Cette performance, pensée comme la somme de l’efficacité (atteindre ses objectifs) et de l’efficience (avec le moins de moyens possibles) constitue, selon l’auteur, une addiction à laquelle nous devons nombre de nos maux. Sa critique peut se rassembler en quatre points :
L’optimisation (en vue d’être plus performant) fragilise.

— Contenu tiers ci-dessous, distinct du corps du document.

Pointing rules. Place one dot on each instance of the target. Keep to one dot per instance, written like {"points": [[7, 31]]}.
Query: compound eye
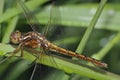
{"points": [[15, 37]]}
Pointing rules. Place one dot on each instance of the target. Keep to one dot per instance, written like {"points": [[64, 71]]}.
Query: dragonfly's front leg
{"points": [[13, 53]]}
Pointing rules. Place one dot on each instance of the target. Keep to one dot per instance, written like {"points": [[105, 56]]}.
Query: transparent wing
{"points": [[29, 16]]}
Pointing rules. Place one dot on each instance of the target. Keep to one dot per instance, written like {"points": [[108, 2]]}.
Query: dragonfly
{"points": [[34, 39]]}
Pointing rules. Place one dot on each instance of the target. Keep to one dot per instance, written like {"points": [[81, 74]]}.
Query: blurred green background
{"points": [[71, 19]]}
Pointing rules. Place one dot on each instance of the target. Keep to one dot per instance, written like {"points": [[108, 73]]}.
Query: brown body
{"points": [[34, 40]]}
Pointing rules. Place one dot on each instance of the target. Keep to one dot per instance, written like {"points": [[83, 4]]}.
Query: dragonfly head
{"points": [[15, 37]]}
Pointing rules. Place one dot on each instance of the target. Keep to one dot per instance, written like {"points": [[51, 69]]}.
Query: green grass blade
{"points": [[10, 28], [107, 47], [91, 26]]}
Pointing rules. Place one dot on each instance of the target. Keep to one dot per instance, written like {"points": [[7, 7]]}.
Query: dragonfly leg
{"points": [[12, 53]]}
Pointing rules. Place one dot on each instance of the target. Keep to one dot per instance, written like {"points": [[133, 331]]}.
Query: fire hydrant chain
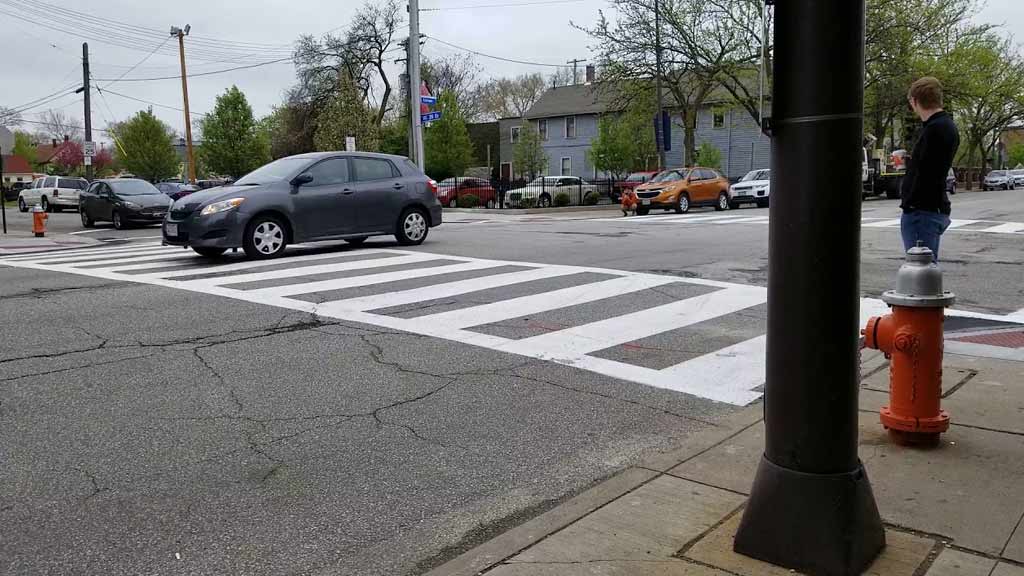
{"points": [[911, 338]]}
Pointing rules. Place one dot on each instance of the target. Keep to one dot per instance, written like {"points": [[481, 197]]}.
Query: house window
{"points": [[570, 126], [719, 119]]}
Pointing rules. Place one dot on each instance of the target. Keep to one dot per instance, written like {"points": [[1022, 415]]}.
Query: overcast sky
{"points": [[39, 60]]}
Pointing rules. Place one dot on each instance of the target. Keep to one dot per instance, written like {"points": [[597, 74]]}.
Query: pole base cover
{"points": [[818, 524]]}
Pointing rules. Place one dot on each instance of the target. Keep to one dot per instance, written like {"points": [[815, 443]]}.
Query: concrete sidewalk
{"points": [[951, 510]]}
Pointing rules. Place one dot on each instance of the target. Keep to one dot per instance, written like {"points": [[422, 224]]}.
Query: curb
{"points": [[492, 552], [595, 208]]}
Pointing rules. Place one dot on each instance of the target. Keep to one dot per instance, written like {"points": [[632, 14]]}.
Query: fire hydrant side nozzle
{"points": [[911, 338], [39, 221]]}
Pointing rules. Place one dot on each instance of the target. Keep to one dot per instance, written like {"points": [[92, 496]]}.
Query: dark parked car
{"points": [[177, 191], [320, 196], [122, 201]]}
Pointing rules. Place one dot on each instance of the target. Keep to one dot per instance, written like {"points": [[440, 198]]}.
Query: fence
{"points": [[540, 193]]}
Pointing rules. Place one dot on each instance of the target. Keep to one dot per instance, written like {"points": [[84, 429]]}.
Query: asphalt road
{"points": [[159, 415]]}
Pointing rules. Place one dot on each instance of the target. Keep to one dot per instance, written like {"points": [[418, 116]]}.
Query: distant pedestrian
{"points": [[926, 206], [630, 202]]}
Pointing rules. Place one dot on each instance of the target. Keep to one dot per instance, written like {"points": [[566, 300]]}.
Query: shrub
{"points": [[468, 201]]}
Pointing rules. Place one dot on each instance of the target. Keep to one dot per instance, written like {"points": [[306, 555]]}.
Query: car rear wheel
{"points": [[265, 238], [723, 202], [209, 252], [412, 228], [683, 203]]}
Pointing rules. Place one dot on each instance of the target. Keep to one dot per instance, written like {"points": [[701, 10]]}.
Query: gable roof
{"points": [[582, 98]]}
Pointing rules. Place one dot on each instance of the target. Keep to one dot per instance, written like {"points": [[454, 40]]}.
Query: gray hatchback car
{"points": [[318, 196]]}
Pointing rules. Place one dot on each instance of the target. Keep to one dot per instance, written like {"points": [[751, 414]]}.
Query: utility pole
{"points": [[811, 506], [576, 63], [414, 83], [175, 31], [88, 107], [657, 85]]}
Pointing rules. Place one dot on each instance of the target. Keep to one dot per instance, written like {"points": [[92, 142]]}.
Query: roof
{"points": [[582, 98], [15, 165]]}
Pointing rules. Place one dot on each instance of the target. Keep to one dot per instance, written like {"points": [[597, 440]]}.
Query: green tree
{"points": [[146, 148], [347, 115], [709, 156], [25, 149], [232, 145], [527, 154], [446, 146]]}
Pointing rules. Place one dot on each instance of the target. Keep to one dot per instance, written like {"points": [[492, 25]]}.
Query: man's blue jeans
{"points": [[927, 227]]}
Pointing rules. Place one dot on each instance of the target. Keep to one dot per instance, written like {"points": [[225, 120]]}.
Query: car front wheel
{"points": [[265, 238], [413, 228]]}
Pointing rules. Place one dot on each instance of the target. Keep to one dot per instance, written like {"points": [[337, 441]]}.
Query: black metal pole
{"points": [[811, 506]]}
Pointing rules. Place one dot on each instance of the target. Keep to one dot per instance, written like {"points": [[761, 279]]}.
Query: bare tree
{"points": [[507, 97], [56, 124], [9, 117], [360, 53]]}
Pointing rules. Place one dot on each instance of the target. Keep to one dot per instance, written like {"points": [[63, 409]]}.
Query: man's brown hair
{"points": [[928, 92]]}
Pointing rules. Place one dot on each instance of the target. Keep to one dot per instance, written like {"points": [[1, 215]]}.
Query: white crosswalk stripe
{"points": [[731, 374]]}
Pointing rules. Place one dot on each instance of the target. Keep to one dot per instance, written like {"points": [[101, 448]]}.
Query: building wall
{"points": [[742, 146]]}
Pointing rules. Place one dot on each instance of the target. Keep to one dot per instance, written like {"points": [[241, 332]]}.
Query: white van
{"points": [[52, 194]]}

L’optimisation, qui se trouve être au cœur des métiers du conseil, consiste à s’ajuster au plus près de l’environnement, c’est-à-dire à diminuer les marges de manœuvre. Or l’environnement est de plus en plus fluctuant, non seulement dans le domaine du climat comme les récentes et gigantesques inondations à Valence en Espagne nous l’ont une fois de plus démontré, mais aussi dans nos systèmes économiques fragiles, parce que suroptimisés (par exemple la panne informatique des systèmes Windows, l’été dernier, causée par un problème chez le fournisseur Crowdstrike). Ce qui est optimisé aujourd’hui ne l’est pas du tout demain et entraîne de la fragilité.
L’effet rebond
Nous pourrions imaginer compter sur notre capacité à être de plus en plus performants pour résoudre nos difficultés. Ainsi, par exemple, face à la crise climatique, certains pensent que l’accroissement de la performance énergétique va nous permettre de vivre comme avant (avec la même efficacité) en devenant plus efficients : avions verts, électricité sans CO2, etc. Cependant, nous constatons qu’une amélioration de la performance énergétique appelle invariablement un accroissement de l’usage. Comme le coût diminue, il devient possible d’en consommer plus et cette augmentation dépasse l’économie constatée de prime abord. C’est l’effet rebond, qui amène à une situation inverse de celle que nous pouvions espérer : une sobriété qui sert de levier à une consommation encore plus grande de ressources.
La loi de Goodhart
Cette loi stipule que « lorsqu'une mesure devient un objectif, elle cesse d'être fiable. »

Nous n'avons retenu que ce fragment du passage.